US News

A PRETTY ‘PENN’-Y

ALBANY – The cost of creating a Moynihan Rail Station to replace dingy Penn Station will be more than $3 billion – and could go even higher as construction costs continue to rise, a top Spitzer administration official said yesterday.

Pat Foye, chairman of the Empire State Development Corp., told a legislative budget committee that it will cost between $2.2 billion and $2.3 billion to completely overhaul the existing Penn Station on the east side of Eighth Avenue into a more airy and open facility.

It will cost another $900 million to expand the station into the old Farley Post Office on the west side of Eighth Avenue, Foye later told The Post.

The total $3.2 billion cost does not include construction of a new Madison Square Garden and private retail areas that are part of the plan but will be paid for with private development dollars, Foye said.

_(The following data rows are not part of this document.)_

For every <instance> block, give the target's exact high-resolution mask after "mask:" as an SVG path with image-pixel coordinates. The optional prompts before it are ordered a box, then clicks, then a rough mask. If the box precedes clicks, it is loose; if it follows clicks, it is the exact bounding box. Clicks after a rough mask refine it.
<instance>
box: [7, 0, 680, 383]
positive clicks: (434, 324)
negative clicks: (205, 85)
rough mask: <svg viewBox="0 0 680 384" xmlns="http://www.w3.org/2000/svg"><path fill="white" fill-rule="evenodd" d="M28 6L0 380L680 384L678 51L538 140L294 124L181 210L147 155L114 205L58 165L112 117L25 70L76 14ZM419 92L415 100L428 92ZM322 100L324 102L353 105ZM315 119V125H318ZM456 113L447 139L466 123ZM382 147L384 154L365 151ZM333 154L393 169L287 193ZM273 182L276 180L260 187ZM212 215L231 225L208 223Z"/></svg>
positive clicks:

To date, the state believes it has commitments for about half of the $2.3 billion needed for the overhaul of Penn Station, including $550 million from a joint venture of private developers, $300 million from the state and an expected $300 million from the city, Foye told lawmakers.

The state hopes to raise the rest by asking for at least $100 million more from the private developers, $800 million from the federal government, and an unspecified amount from New Jersey, whose commuters will benefit from the new station, he later said.

“We’re very focused on answers to those questions in the next several months,” Foye said.

He later said that in many cases, the state simply wants the commitments now and the money later.

The federal money, for instance, won’t be needed until 2012, he told The Post.

And while Foye said increases in construction costs over the next few years are built into the cost estimates, he acknowledged the final price tag could grow.

But he denied the state is risking a repeat of the failed Jacob Javits Center expansion, for which delays and monthly 2 to 3 percent increases in construction costs made the long-awaited project cost prohibitive.

“We believe this will create the same value for the West Side of Manhattan that Grand Central Station created for the East Side,” Foye said.

State officials expect to roll out the construction schedule this spring.

The $3.2 billion price tag is more than three times higher than a more modest Moynihan station plan aggressively pushed by Gov. George Pataki in 2006.

Foye said the state, city and federal funding arrangement for that deal is still in place.